[18/01/2008] Energia

Destra e sinistra d’accordo: emissioni zero (in Norvegia)

LIVORNO. Saranno il petrolio e il gas naturale che riempiono le virtuose casse del regno, sarà la civiltà scandinava e il senso civico che si traduce in senso comune di un condiviso destino, sarà che non ci sono Mastella e Berlusconi, Pecoraro Scanio e Bossi, ma in Norvegia l’ambiente unisce e non divide. Tutti i partiti politici norvegesi dall’opposizione conservatrice all’estrema sinistra ieri hanno raggiunto un accordo per fare della Norvegia il Paese leader nella riduzione delle emissioni di CO2. Unica eccezione il partito del Progresso, una formazione di destra, populista e che ostenta un razzismo anti-immigrati.

Secondo il giornale Aftenposten il patto tra destra centro e sinistra prevede in particolare che la Norvegia punti a diventare uno Stato ad emissioni zero entro il 2030 invece della data limite del 2050 fissata dal nuovo governo di centrosinistra di Oslo. Per raggiungere questi ambiziosi obiettivi il più importante produttore di petrolio dell’Europa occidentale aumenterà le tasse ambientali per diesel e benzina e la maggioranza di queste verrà devoluta alla ricerca sulle questioni climatiche legate alle energie rinnovabili.
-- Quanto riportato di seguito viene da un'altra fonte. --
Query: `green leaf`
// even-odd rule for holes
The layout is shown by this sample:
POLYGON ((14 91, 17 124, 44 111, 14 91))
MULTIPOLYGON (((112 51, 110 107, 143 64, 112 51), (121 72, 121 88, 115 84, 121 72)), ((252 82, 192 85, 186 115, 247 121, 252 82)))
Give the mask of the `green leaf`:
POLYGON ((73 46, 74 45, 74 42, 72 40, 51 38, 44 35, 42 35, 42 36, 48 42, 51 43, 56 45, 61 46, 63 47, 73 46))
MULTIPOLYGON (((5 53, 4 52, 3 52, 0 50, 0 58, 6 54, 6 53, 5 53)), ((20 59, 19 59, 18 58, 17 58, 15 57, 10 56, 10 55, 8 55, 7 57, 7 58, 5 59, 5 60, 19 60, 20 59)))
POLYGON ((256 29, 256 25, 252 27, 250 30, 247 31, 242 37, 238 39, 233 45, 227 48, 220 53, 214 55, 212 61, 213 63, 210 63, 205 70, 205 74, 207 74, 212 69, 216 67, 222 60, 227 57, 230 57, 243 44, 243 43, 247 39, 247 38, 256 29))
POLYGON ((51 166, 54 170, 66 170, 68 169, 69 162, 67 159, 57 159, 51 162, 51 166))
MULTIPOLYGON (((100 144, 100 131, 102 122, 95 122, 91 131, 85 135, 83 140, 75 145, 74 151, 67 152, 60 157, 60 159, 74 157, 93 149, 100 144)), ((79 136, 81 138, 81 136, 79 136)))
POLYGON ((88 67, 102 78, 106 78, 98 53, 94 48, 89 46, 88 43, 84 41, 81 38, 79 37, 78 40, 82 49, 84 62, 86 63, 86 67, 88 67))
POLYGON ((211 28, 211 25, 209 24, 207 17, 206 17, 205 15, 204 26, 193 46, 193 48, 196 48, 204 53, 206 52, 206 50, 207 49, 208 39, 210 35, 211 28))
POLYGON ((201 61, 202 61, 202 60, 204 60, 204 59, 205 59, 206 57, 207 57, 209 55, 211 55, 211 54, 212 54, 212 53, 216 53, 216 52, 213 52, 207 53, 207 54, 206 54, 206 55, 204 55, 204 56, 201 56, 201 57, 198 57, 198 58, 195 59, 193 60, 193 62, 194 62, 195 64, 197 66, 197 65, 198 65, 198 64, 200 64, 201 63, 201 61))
Fino a ieri i partiti norvegesi avevano fallito ogni tentativo di accordo per fissare obiettivi concreti in termini di emissioni. E’ singolare, soprattutto visto dal nostro ridotto mediterraneo, che l’accordo tra conservatori e progressisti sia avvenuto al rialzo e non verso il basso del vorrei ma non posso, come siamo purtroppo abituati a vedere troppo spesso alle nostre latitudini.